DR: Il est en tout cas un prisme au travers duquel les relations internationales doivent être étudiées. Mais il a été oublié, de manière très confortable et complaisante. Dans n’importe quel autre sujet de recherche, on vous dirait: «Mais pourquoi ignorez-vous l’éléphant dans la pièce?» Et vous seriez tenu de vous expliquer. Pas pour le racisme. Or il sous-tend une vision des relations internationales basée sur une hiérarchie des civilisations.
MMOM: La discipline des relations internationales traite cette question avec paternalisme. «C’est bien d’aborder aussi cette question», entend-on souvent.
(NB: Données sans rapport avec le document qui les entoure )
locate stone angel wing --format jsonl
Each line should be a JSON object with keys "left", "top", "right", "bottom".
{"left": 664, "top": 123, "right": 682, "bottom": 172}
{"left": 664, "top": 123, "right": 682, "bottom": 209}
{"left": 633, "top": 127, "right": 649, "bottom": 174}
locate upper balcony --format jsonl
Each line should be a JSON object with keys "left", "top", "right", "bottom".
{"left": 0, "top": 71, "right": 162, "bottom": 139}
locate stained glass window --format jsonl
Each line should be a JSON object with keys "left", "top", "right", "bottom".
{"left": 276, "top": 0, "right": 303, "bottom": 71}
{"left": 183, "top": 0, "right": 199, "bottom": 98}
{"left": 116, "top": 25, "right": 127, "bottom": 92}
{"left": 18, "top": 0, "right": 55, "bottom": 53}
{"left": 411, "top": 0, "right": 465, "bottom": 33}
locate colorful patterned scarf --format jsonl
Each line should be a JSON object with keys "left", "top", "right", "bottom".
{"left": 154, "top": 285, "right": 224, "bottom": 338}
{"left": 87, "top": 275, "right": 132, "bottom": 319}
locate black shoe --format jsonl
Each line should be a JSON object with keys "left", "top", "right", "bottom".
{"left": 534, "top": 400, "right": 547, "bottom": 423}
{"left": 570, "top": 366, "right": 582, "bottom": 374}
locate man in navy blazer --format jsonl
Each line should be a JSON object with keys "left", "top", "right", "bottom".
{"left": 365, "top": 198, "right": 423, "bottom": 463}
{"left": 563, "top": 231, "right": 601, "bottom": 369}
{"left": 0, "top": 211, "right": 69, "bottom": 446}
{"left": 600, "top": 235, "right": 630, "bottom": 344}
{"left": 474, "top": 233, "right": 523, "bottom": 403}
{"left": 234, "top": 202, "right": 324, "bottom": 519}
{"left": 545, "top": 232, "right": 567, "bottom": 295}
Le terme opérationnel ici est «aussi». Il y a une norme à laquelle on intègre quelque chose qui n’est pas vu comme légitime. L’histoire du racisme dans les relations internationales est celle d’une gêne permanente, d’une question perçue comme une expérience émotionnelle vécue à l’échelle d’un individu. Or il y a des dimensions sociétales, internationales et historiques, et il faut en observer le télescopage.
Le meurtre de George Floyd représente-t-il ce télescopage entre un cas individuel et une dimension nationale et internationale?
DR: En réalité, nous sommes déjà passés par là. Pensez au mouvement des droits civiques dans les années 1960: ces précédents ont eu une réverbération internationale, et il est inquiétant qu’on les ait oubliés. Mahmoud et moi sommes par conséquent réservés quant à l’avenir de Black Lives Matter (BLM). Oui, le mouvement s’est étendu bien au-delà des frontières américaines suite à la mort d’un individu. Mais les promoteurs de BLM opèrent par sections locales. Cette fragmentation est positive dans la phase militante. Mais elle ne l’est pas lorsqu’il s’agit de trouver une coordination internationale. Nous ne voyons pas l’émergence d’une ONG nommée «BLM International», et l’élan actuel risque de perdre toute sa force s’il ne saisit pas l’occasion de devenir un mouvement de droits humains. Nous nous demandons donc s’il est dans la nature du racisme d’être encore tellement ancré dans un contexte national.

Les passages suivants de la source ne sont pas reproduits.